# Shallow water grouper action...



## bnz (Dec 22, 2016)

After watching a youtube video of shallow water grouper fishing out of Crystal River a friend of mine and I just had to give it a try.  We hooked up with Capt Brandon Branch and made a day of it.  All I can say is that we had a blast catching fish in less than 10' of water on 20-40 lb rods.

We mainly were throwing lipped plugs (fmag 14s and 18s).
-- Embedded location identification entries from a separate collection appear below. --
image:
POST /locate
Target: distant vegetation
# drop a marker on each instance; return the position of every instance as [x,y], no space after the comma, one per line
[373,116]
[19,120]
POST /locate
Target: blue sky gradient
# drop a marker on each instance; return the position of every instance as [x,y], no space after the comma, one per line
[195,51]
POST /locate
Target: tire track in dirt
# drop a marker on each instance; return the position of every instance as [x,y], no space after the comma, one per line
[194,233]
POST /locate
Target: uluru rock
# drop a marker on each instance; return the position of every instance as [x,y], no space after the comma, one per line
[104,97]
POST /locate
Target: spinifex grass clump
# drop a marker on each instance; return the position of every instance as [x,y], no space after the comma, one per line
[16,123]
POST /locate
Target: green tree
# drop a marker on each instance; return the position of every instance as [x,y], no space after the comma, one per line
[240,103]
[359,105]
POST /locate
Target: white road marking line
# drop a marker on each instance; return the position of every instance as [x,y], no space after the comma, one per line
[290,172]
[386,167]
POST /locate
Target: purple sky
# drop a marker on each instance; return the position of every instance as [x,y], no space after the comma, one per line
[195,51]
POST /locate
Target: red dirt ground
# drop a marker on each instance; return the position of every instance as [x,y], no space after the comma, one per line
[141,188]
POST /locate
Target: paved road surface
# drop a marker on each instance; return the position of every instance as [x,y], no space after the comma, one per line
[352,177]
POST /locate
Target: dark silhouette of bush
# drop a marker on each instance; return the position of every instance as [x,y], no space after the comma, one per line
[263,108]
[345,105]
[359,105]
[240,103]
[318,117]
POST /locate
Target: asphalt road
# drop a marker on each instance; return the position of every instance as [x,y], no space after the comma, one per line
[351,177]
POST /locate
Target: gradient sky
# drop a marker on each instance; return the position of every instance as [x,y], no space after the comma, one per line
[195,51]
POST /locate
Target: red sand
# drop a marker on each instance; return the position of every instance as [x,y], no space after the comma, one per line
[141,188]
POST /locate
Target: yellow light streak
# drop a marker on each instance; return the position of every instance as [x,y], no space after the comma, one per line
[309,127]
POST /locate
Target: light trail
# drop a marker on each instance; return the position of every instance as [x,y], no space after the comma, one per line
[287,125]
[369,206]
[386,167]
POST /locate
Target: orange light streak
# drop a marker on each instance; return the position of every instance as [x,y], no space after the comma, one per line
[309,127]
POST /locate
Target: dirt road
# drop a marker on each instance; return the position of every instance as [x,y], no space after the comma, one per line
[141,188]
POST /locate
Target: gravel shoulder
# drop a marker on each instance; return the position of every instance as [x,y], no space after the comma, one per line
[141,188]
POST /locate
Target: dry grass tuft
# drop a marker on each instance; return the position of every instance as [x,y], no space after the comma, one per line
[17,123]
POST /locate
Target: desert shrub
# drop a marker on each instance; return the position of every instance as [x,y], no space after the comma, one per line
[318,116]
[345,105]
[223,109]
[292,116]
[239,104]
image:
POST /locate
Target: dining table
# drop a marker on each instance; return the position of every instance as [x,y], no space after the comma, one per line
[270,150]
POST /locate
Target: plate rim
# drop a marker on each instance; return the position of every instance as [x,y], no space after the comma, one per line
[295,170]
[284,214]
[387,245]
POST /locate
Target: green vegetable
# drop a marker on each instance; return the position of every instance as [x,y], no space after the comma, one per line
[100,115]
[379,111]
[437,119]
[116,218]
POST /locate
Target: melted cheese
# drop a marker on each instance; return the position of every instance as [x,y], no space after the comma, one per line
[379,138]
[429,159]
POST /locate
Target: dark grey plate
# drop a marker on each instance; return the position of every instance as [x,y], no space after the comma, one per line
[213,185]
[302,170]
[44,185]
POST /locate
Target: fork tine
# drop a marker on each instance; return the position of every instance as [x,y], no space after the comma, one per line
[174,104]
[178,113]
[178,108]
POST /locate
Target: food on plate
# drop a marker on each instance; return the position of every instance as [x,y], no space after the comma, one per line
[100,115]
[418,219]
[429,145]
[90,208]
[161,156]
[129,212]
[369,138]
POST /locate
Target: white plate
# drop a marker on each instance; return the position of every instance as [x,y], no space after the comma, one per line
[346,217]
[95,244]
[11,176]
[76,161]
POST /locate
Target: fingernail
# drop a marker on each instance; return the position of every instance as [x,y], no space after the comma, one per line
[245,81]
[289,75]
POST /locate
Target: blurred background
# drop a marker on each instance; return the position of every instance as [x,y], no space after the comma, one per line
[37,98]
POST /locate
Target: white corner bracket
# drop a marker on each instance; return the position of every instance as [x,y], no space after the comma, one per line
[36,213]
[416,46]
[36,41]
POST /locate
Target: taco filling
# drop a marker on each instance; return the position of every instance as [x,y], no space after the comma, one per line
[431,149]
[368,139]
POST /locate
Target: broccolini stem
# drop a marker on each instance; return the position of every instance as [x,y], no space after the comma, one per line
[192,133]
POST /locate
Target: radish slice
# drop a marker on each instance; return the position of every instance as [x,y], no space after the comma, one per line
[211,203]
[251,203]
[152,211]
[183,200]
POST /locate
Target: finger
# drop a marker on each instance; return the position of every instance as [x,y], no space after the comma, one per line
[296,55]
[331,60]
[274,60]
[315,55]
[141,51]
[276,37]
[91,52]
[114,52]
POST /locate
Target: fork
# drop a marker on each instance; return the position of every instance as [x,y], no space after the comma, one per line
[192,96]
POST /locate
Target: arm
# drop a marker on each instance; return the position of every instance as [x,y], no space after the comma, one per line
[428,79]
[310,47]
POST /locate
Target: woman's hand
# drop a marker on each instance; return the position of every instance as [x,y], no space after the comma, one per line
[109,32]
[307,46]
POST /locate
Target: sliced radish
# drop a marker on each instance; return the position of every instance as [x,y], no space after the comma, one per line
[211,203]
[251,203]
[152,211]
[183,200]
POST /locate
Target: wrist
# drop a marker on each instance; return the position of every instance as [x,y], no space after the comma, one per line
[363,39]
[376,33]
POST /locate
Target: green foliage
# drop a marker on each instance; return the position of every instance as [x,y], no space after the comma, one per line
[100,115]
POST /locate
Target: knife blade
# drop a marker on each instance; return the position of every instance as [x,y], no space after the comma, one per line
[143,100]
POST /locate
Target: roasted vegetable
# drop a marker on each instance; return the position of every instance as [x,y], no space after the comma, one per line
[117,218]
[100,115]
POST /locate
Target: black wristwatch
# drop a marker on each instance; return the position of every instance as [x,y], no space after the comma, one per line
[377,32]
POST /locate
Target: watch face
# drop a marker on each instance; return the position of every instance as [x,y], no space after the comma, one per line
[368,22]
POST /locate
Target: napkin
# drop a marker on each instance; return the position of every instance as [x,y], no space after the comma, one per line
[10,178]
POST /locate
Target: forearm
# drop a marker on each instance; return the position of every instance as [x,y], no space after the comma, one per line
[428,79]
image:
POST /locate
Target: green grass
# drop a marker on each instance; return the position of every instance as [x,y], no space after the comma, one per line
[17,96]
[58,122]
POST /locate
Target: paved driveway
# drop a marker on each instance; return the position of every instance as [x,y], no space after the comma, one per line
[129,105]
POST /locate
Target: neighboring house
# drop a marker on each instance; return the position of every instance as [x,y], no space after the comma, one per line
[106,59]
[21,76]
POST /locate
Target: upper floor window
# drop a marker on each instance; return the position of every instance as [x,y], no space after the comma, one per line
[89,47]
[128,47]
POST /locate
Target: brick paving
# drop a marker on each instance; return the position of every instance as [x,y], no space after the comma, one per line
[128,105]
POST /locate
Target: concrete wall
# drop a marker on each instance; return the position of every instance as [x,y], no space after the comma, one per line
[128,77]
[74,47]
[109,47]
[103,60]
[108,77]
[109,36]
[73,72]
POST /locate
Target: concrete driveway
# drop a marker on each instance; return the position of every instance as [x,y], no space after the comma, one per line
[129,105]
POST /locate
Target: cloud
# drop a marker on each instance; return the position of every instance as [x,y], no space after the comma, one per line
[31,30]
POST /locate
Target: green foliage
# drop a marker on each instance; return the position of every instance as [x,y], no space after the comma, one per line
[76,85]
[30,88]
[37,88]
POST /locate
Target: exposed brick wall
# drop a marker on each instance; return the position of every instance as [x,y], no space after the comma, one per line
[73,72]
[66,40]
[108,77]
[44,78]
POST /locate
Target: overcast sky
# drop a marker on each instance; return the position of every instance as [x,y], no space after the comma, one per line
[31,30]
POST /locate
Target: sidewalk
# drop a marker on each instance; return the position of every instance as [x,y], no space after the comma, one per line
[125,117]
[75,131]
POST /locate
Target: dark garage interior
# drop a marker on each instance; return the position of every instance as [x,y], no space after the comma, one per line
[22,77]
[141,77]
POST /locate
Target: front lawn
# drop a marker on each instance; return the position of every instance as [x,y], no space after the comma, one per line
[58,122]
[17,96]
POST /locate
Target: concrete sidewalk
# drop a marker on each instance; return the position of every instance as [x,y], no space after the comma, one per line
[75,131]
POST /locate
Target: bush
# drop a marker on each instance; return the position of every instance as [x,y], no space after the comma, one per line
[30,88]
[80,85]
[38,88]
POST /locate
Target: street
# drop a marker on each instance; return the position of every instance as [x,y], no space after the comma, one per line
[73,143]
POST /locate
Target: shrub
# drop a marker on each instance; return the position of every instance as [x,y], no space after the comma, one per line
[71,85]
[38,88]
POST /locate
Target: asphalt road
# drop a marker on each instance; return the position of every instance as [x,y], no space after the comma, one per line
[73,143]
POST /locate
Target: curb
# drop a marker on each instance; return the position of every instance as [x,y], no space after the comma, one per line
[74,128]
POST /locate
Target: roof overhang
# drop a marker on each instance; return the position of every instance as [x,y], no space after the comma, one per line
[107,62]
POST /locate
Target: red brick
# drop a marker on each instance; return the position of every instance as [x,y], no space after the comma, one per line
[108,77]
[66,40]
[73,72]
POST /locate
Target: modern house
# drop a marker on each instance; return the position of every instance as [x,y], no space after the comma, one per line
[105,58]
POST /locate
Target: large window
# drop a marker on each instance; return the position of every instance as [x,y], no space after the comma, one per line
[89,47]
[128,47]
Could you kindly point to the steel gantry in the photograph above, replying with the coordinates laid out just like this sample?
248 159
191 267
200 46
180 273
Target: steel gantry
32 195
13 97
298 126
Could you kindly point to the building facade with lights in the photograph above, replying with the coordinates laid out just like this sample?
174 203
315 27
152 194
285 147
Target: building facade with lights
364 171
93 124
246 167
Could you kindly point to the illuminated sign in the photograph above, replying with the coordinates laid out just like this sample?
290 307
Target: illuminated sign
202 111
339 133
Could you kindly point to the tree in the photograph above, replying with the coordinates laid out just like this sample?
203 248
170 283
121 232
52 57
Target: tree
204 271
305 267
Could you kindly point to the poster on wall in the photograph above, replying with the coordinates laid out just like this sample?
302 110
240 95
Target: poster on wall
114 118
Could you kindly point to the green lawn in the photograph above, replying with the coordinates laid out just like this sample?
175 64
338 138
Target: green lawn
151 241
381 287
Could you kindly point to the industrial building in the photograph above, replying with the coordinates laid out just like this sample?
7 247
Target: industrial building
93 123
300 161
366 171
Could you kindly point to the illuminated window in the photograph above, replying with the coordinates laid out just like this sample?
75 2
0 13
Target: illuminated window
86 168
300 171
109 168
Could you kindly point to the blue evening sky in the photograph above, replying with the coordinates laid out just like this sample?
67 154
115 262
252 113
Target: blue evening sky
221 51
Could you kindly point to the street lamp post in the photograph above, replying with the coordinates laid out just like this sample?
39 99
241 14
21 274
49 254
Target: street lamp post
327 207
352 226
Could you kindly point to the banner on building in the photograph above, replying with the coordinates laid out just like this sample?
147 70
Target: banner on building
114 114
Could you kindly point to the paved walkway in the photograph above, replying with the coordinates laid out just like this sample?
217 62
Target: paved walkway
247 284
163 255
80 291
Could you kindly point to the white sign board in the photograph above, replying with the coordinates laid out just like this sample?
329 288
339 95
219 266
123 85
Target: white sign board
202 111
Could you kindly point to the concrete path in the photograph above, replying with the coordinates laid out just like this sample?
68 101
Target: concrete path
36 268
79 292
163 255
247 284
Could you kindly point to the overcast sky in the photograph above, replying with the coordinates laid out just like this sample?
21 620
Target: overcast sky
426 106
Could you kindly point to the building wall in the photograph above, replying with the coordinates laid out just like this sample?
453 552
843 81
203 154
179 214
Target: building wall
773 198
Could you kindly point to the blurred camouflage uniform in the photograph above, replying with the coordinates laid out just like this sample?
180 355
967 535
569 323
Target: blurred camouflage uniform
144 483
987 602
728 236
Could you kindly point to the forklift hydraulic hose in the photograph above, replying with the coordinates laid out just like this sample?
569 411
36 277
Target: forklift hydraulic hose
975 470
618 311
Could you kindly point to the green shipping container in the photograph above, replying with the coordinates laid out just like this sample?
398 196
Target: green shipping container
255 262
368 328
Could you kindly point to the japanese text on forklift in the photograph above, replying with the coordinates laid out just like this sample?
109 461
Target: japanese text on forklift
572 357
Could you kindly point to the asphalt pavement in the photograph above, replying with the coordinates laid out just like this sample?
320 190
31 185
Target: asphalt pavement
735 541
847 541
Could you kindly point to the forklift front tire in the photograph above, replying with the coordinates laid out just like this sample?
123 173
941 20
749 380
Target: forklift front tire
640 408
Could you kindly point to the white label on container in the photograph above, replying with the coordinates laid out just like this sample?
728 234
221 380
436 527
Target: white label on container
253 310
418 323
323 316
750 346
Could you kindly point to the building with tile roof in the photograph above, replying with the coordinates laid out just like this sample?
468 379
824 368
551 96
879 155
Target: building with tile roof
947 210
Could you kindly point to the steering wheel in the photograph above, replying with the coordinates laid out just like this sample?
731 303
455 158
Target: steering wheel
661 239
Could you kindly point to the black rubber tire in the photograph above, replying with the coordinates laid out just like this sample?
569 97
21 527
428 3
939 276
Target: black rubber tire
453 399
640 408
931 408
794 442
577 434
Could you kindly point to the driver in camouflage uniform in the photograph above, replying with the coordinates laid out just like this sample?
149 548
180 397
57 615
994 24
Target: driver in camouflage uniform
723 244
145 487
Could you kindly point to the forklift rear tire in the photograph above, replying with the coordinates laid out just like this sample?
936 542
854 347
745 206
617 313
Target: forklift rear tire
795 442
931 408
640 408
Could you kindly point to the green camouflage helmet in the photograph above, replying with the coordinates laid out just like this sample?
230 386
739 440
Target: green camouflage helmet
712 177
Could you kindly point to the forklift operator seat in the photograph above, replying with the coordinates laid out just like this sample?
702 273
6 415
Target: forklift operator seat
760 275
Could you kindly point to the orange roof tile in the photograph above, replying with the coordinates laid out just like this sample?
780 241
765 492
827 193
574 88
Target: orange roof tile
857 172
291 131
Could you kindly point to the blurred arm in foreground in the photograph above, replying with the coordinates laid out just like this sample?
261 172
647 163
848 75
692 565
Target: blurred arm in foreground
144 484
The day started out overcast and we were catching mainly shorts:











Even a black sea bass wanted in on the action:






And the lizard fish were all over the place:






As the sky cleared up later in the day we started seeing a few larger ones, with only one keeper this time:













Was a fun day and a blast being able to see the fish you were hooked up with fight you.  Definitely a trip we'll be doing again.


----------



## fairweather (Dec 25, 2016)

Looks like a blast. I grew up in the area and never knew they came in so shallow.


----------



## lampern (Dec 25, 2016)

Gag grouper?

Thanks for sharing


----------



## jimboknows (Dec 30, 2016)

That is becoming the hot thing now that people have showed how easy it is to get to them.
Very few fishing experiences better than casting to and catching legal sized grouper in 5-10ft of water...if you know where to look you can catch them in tampa bay in very shallow water


----------